Pacing out yardages and sticking reflective push pins into trees won’t be necessary. In the palm of your hand,
with no danger of sterilizing yourself, you’ll be able to measure distances… even angled trajectories with lasers! Really, rangefinders are pretty incredible, like something you’d see in an old GI Joe cartoon or Star Wars. Silently and instantaneously, you can bounce a beam of light off any object, and then calculate its distance by the time it takes the light to return. Crazy.
Trail cams
So you’ve been tying sewing thread across trails to determine if the path is hot? You can even tell if it’s a buck the higher up the thread is broken? Cool. What about getting 10 megapixel nightvision digital images of whatever’s coming through? Or video?
What’s a megapixel? Don’t worry about that right now.
Trailcams are like a James Bond gadget. A motion sensor kicks off a bank of infra-red leds and in turn triggers a shutter to snap the image…and there’s no film to take to the one hour photo in Walgreens for developing.
Smartphones
Need to figure out how to get way back into the woods near a bedding area? Just pull up a satellite image of your location on a smartphone (a cellular phone that’s become more powerful than the computers onboard the Discovery) and triangulate with orbiting satellites to determine your position. Then navigate in real time to your desired location. Simple.

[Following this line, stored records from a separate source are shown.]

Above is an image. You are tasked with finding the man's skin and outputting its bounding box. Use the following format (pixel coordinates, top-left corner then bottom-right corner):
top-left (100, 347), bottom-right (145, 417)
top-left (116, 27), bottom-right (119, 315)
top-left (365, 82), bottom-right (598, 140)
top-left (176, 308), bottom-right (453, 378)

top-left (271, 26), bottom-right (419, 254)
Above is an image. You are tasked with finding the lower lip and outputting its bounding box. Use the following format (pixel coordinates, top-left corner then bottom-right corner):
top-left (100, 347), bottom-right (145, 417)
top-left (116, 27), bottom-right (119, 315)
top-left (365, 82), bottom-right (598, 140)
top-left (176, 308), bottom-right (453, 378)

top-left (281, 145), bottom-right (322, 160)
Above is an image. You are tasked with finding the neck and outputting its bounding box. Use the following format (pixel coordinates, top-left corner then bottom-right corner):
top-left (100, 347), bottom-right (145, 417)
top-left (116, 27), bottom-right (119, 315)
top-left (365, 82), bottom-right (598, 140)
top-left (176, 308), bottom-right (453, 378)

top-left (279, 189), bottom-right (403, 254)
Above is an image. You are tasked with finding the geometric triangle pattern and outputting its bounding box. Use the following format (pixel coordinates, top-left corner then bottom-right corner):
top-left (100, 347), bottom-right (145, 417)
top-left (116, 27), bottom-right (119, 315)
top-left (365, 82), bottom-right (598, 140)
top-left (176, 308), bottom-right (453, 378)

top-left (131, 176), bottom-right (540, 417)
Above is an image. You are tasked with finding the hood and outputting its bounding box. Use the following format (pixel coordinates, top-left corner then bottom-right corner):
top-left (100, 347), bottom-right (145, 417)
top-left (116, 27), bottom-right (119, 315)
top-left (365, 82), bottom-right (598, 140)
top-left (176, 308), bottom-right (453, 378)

Once you’re there, you can send a quick text message to your buddy that you bumped three deer on the way in, or message your wife that you’ll be home later than you originally thought. Just watch for misspellings.
After you kill a great animal, take some 16 megapixel really good pictures of it with that same cell phone. On the ride home, the phone will wirelessly connect to your vehicle’s audio system and play any combination of the 4,000+ songs stored on it. Not bad for one device.
Safety Harnesses
You can throw that oversized belt of a safety harness away. In 2015 we have purpose-built full body harnesses that won’t cut you in half should you fall out of your stand. It’s a major advance that most won’t appreciate, except those who have actually fallen and been caught by a waistbelt.
Bow Tech
Your Oneida is flinging arrows at 230 fps? How about a much quieter 320 fps with almost no handshock at the shot? With parallel limbs, high efficiency cams and space age materials, even today’s value priced bows outperform the flagship models of the 90s often times requiring less draw weight to get the same kinetic energy.
On the whole, life here in the future is pretty good for the bowhunter. It’s not perfect though. They’re making drinks loaded with sugar, then bottling them in camo wrapped cans and marketing them as “energy drinks.” There are even more products and clothing lines today making veiled claims that their products completely eliminate odors. Remember those smartphones I mentioned earlier? They’ve been known to distract hunters from deer walking right past them.
Living here in the future it’s easy to forget how far we’ve come and what incredible innovations are at our disposal. It helps to go back in time every now and again to really appreciate how far we’ve come. There are probably other things I’d tell 1998 Tim. Get out of the POG market ASAP, don’t sweat Y2K, beware of a stalker girl from Rochester, IL…but I think my buddies and I would still be more interested in what’s in our bowhunting future.